Proprio nel leggere queste reazioni, gli analisti si chiedevano ieri se Trump voglia davvero abbracciare le posizioni più dure, come gli viene richiesto dall'elettorato cubano anticastrista, o se non darà retta alla potente lobby degli agricoltori, che gli ha dato il voto in vari Stati in bilico, ad esempio il cruciale Ohio, e che non vede l'ora di poter esportare nell'isola la sua produzione.
Trump l'intransigente è chiaramente schierato con le posizioni dei cubani in Florida, che a loro volta sono stati decisivi per la sua vittoria nello Stato del Sole, e difatti ripetutamente durante la campagna elettorale ha promesso di cancellare i decreti presidenziali con cui Barack Obama ha progressivamente portato al disgelo con Cuba nel settore diplomatico, finanziario, culturale, commerciale e turistico. Neanche un mese fa è scattata una di queste iniziative, con la liberalizzazione per i turisti di riportare negli Usa sia sigari che rum cubano.
E proprio ieri sono cominciati i primi voli di linea: la JetBlue da New York e la American Airlines da Miami sono state le prime due a collegare gli Usa a Cuba con voli non più charter, ma con regolari partenze di linea. E' interessante notare che anche qui, come nel settore agricolo, l'interesse del capitale americano non sembra in sintonia con le posizioni severe di Trump: le linee aeree Usa hanno ricevuto il permesso dal Dipartimento dei Trasporti di far partire venti voli al giorno, ma ne hanno già chiesti almeno altri 40. E questo perché il turismo Usa verso l'isola caraibica è aumentato dell'80 per cento in un anno e promette di andare alle stelle.
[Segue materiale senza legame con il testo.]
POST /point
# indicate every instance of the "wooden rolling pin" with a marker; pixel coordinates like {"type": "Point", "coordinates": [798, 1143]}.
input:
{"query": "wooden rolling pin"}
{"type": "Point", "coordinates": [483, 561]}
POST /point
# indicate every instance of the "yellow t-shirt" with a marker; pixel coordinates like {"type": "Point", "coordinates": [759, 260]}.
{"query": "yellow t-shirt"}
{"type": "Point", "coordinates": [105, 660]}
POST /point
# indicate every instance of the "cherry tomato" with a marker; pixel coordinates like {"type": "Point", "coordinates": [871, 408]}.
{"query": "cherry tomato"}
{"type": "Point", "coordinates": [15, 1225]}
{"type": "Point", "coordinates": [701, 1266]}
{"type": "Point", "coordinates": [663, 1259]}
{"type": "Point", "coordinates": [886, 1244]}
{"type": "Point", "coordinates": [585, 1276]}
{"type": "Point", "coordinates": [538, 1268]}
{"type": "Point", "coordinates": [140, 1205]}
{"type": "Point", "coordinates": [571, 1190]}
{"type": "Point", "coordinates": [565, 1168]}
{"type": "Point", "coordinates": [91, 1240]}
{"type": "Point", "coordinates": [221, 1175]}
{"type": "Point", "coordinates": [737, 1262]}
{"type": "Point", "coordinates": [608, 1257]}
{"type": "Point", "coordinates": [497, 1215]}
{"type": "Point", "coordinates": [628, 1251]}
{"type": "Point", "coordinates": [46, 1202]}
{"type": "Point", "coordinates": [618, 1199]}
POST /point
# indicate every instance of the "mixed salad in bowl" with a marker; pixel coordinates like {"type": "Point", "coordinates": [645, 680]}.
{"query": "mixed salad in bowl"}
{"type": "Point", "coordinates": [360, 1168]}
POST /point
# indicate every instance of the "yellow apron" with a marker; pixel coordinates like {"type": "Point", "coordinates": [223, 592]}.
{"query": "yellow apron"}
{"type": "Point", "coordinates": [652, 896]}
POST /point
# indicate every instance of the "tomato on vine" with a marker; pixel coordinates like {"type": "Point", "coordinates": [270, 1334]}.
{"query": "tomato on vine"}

Dunque non si può escludere che Trump l'intransigente ceda il passo a Trump il pragmatico. Dopotutto lui stesso, imprenditore e costruttore di alberghi e campi da golf, nel passato ha espresso interesse per possibili investimenti a Cuba. La scorsa estate l'agenzia economica Bloomberg rivelò che qualche mese prima Trump aveva spedito nell'isola una squadra di emissari per avviare contatti, e lui in persona aveva detto che gli sarebbe piaciuto costruire un albergo a Cuba «quando sarà legale farlo».